The mechanisms of drug resistance in tumour cells are heterogeneous, including increased efflux of anticancer agents by ABC proteins, blocked apoptosis, activated DNA repair and enhanced detoxifying systems [13]. Among them, ABC proteins contribute to the major form of drug resistance by increasing the efflux of anticancer drugs out of cancer cells [14]. Our previous analysis revealed that, among these ABC proteins, MRP1 and MRP3 were overexpressed in HCC tissue and may contribute to the high intrinsic drug resistance [15]. We also previously demonstrated that the phenotype of acquired drug resistance could be induced by conventional anticancer agents in HCC cells. Treatment of gemcitabine and doxorubicin to HCC cells resulted in an upregulation of MRP1 and MRP3 gene and protein expression [16]. Thus, inhibition of MRP1 and MRP3 might reverse multidrug resistance and improve chemotherapeutic efficiency in HCC.

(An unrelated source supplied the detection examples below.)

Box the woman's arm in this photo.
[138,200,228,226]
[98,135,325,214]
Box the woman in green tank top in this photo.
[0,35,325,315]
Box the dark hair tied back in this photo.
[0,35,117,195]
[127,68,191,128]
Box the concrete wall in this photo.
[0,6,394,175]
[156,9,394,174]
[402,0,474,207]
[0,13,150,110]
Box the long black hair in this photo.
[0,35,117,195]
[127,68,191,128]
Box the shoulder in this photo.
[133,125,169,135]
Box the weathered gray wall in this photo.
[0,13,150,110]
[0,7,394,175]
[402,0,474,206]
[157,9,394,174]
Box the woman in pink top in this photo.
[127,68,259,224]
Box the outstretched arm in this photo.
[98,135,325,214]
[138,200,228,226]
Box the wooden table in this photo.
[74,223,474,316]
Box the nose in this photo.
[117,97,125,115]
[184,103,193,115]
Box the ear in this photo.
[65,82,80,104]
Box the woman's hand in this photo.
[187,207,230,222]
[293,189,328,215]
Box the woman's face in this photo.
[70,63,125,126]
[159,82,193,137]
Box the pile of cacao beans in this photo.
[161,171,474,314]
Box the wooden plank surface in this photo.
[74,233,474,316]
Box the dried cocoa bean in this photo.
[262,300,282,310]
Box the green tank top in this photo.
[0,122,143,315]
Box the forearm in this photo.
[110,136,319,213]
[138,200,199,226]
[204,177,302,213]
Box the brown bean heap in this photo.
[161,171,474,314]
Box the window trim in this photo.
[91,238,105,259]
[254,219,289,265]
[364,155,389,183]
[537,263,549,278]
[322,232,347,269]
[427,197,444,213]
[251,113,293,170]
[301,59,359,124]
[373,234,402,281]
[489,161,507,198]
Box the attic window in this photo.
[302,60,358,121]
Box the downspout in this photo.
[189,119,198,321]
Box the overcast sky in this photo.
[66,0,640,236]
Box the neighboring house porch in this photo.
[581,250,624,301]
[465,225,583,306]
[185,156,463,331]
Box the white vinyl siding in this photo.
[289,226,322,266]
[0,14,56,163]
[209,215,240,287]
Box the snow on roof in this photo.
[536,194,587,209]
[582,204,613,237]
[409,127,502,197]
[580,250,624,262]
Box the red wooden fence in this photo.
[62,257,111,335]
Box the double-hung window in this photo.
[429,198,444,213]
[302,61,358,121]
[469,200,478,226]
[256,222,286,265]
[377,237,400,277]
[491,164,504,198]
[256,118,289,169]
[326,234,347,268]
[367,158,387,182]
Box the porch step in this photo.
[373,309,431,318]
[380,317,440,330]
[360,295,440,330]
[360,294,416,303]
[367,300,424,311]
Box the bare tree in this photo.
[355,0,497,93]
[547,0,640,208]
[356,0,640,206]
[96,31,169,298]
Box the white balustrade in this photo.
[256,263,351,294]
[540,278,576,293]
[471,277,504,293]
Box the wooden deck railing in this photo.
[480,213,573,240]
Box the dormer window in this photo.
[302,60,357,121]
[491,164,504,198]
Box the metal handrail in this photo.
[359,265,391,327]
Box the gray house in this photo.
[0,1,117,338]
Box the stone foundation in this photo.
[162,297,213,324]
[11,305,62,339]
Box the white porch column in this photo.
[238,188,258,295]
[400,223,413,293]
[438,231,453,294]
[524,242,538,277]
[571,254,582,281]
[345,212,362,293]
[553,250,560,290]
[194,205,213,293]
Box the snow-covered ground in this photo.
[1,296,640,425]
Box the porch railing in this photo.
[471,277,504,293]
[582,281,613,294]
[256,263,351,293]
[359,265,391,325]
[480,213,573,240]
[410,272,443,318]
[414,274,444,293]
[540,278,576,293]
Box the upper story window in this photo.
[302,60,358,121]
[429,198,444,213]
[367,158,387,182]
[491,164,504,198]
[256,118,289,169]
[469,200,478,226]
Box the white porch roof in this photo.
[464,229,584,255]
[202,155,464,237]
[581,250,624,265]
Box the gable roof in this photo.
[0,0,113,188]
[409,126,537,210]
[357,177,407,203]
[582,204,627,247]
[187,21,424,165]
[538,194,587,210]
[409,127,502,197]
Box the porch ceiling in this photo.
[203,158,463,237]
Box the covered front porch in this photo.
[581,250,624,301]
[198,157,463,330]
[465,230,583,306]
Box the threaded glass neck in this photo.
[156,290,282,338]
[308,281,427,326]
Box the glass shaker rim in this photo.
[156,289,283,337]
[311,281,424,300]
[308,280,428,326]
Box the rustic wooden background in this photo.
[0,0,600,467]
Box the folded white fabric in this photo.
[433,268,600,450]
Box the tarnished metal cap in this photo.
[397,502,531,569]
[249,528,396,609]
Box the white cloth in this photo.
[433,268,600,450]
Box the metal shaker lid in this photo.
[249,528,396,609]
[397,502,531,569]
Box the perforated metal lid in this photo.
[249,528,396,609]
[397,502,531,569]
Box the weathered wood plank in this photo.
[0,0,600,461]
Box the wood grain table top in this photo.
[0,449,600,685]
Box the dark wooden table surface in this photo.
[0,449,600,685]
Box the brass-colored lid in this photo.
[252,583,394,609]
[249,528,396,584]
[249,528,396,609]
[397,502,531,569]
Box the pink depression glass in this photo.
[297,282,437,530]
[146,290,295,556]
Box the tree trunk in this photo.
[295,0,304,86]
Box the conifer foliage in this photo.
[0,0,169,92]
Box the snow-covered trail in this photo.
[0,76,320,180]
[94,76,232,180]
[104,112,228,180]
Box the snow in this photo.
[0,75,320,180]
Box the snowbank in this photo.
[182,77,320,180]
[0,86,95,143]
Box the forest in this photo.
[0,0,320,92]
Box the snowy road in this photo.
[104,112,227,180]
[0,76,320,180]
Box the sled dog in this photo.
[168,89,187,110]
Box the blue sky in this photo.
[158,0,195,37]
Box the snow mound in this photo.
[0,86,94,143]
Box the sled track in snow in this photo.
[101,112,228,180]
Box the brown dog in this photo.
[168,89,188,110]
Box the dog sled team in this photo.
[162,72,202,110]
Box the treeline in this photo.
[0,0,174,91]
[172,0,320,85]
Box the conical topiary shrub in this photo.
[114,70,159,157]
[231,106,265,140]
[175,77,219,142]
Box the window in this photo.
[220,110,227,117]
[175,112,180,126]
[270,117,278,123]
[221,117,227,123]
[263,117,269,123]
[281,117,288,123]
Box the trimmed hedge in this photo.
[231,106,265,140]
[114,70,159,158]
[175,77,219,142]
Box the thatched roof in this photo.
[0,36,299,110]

Overexpression and abnormal activation of the MAPK pathway were previously detected and correlated statistically with MRP1 overexpression in HCC tissue [15, 17–19]. ERK activation induced by chemotherapy was observed in HCC cells [16]. Furthermore, Zhang et al. shown that the basal level of the phosphorylated ERK in HCC cells affected their chemosensitivity to 5-fluorouracil treatment [20]. These results suggested that MAPK pathway and drug resistance may interact with each other in HCC. Modulation of ABC proteins expression with tyrosine kinase inhibitors was proven to be feasible. In HCC, Hoffmann et al. reported that both gefitinib and sorafenib decreased gemcitabine and doxorubicin induced upregulation of ABC proteins and restored the chemosensitivity [16, 21]. These reversal effects originated from inhibition at the receptor level of the tyrosine kinase pathway. However, the involvement of the downstream MAPK pathway, such as Raf1 and MEK, in mediating the ABC proteins expression remains unclear in HCC.

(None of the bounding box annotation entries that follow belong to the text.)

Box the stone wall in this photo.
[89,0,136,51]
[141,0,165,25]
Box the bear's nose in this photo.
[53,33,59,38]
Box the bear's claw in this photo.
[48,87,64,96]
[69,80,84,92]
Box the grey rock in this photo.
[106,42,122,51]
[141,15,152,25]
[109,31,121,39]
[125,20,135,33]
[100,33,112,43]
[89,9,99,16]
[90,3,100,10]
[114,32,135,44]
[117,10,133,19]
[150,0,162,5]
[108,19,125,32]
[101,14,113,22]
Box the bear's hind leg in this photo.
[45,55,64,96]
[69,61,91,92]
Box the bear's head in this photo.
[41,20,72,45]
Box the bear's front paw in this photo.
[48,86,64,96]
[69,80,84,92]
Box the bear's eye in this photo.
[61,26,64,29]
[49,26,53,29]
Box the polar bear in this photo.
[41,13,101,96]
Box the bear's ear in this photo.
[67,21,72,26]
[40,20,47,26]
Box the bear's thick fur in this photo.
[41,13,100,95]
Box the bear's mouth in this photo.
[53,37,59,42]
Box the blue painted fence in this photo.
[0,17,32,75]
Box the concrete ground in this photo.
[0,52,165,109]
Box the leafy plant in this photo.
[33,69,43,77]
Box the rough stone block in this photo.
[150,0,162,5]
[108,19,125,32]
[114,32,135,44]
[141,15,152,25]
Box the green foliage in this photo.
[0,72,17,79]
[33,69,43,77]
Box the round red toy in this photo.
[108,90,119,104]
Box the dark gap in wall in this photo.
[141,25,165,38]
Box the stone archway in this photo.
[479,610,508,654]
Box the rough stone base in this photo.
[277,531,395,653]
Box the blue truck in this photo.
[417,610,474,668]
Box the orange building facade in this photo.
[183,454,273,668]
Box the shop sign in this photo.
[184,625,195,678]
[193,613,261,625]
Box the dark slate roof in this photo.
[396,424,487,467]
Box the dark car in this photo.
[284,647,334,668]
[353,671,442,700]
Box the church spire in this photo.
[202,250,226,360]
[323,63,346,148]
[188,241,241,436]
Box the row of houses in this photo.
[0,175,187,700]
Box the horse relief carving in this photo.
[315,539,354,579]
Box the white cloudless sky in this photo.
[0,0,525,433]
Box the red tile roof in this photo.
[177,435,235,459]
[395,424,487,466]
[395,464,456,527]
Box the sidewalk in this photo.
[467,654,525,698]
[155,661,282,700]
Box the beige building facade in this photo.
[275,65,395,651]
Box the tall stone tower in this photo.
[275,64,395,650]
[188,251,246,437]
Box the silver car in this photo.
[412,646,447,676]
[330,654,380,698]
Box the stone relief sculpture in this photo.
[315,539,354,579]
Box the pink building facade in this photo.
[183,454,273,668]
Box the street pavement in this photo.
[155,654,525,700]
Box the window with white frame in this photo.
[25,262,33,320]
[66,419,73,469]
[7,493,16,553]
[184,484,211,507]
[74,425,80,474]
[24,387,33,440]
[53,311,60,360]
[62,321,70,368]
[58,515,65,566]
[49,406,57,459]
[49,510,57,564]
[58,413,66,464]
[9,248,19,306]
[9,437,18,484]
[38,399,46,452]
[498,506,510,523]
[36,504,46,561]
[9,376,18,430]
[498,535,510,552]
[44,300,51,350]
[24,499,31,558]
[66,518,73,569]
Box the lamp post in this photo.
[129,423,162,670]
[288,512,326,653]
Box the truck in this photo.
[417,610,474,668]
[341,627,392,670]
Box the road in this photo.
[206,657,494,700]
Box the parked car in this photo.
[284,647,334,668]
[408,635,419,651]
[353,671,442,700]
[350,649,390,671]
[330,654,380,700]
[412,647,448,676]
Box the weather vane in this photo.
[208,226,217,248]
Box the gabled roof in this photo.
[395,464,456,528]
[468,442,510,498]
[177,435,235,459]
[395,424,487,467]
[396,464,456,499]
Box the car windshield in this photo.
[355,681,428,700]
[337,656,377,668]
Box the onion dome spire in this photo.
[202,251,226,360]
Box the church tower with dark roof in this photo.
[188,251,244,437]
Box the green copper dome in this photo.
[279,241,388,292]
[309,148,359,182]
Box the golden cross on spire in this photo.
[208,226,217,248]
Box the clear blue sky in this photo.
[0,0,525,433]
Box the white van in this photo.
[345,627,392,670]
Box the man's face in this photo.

The objective of this investigation was to elucidate the interaction between two key kinases within the MAPK pathway (Raf1 and MEK) and ABC proteins expression in HCC. Highly selective inhibitors which inhibited the Raf1 kinase (GW5074) and the MEK activity (U0126 and AZD6244) were applied to identify their effects on the MRP1 and MRP3 protein expression.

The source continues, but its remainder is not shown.